I think it’s because I encounter such truly terrible user interfaces every. single. day. that having the opportunity to create my own allowed me to, in a small way, put my money where my mouth was. It can be done better.
I chose to do a fuel order form. It had some carry over to something I was working on at work, so I had the data inputs already in my head ready to go.
Biggest thing I learned from this was responsiveness: making a website useable no matter what size screen the user accesses it from. This is huge - ginormous - as in Q4 2019 52.6% of web traffic was to/from a mobile device.

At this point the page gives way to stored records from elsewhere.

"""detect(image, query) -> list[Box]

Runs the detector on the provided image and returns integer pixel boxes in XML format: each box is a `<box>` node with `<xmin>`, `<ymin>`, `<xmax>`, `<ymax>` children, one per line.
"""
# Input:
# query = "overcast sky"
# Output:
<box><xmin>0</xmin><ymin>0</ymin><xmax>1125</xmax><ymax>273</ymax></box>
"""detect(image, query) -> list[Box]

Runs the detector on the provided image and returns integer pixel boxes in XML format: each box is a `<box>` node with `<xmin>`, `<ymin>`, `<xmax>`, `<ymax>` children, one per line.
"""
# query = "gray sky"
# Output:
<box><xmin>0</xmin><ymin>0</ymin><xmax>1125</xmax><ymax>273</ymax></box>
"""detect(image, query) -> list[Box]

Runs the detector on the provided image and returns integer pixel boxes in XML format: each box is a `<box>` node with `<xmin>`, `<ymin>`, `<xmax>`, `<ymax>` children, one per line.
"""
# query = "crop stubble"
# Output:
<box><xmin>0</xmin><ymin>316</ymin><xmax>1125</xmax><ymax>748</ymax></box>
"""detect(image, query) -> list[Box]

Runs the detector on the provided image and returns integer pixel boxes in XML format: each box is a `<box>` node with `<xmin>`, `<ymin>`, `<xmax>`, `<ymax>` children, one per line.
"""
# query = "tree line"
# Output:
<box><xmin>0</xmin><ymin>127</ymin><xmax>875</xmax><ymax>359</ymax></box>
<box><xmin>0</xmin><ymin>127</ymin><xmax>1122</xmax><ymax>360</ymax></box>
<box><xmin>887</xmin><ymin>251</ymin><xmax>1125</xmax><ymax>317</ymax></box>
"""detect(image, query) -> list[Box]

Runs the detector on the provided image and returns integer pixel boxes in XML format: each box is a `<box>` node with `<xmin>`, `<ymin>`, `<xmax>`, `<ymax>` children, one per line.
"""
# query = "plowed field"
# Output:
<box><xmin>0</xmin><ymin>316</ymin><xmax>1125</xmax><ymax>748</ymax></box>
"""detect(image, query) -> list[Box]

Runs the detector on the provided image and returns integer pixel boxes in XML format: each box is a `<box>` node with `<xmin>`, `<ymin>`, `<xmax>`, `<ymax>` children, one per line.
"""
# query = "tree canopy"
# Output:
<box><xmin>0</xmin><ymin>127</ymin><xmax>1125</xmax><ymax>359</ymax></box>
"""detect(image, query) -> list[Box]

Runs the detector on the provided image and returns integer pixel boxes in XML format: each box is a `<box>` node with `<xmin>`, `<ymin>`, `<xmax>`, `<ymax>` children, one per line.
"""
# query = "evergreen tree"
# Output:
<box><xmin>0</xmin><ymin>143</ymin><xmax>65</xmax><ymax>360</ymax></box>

Best thing for making responsive websites? Bootstrap, grid, flexbox? All fantastic. But limited in utility unless you can test it from your laptop while developing. Step in browser dev tools!
All the major ones have this. It was a revalation for me to be able to see what my website would look like on a phone whilst I was building it.
I can thoroughly recommend Firefox Developer Edition. Not because it’s better than Chrome or Safari.
But because you get ‘Developer Edition’ in the title and a different colour logo:
If that doesn’t make any budding full-stack engineer feel warm and fuzzy then I don’t know what will.
DataTables is also a really nice way of making a HTML form look nice and be much more useful to the user (searching, pagination). I haven’t explored JQuery in too much depth, other than reading ‘Is JQuery dead?’ articles and listening to podcasts about how React/Vue/Angular etc. have ‘finally killed JQuery’. But it seemed OK to me, especially for such a simple use case. Going down the React route via npm would have been overkill, I think.
This fuel order was submitted by my wife. She’s from Mars.
That’s it for pset7. One more constrained problem set and then an open-ended final project of the student’s choice to go.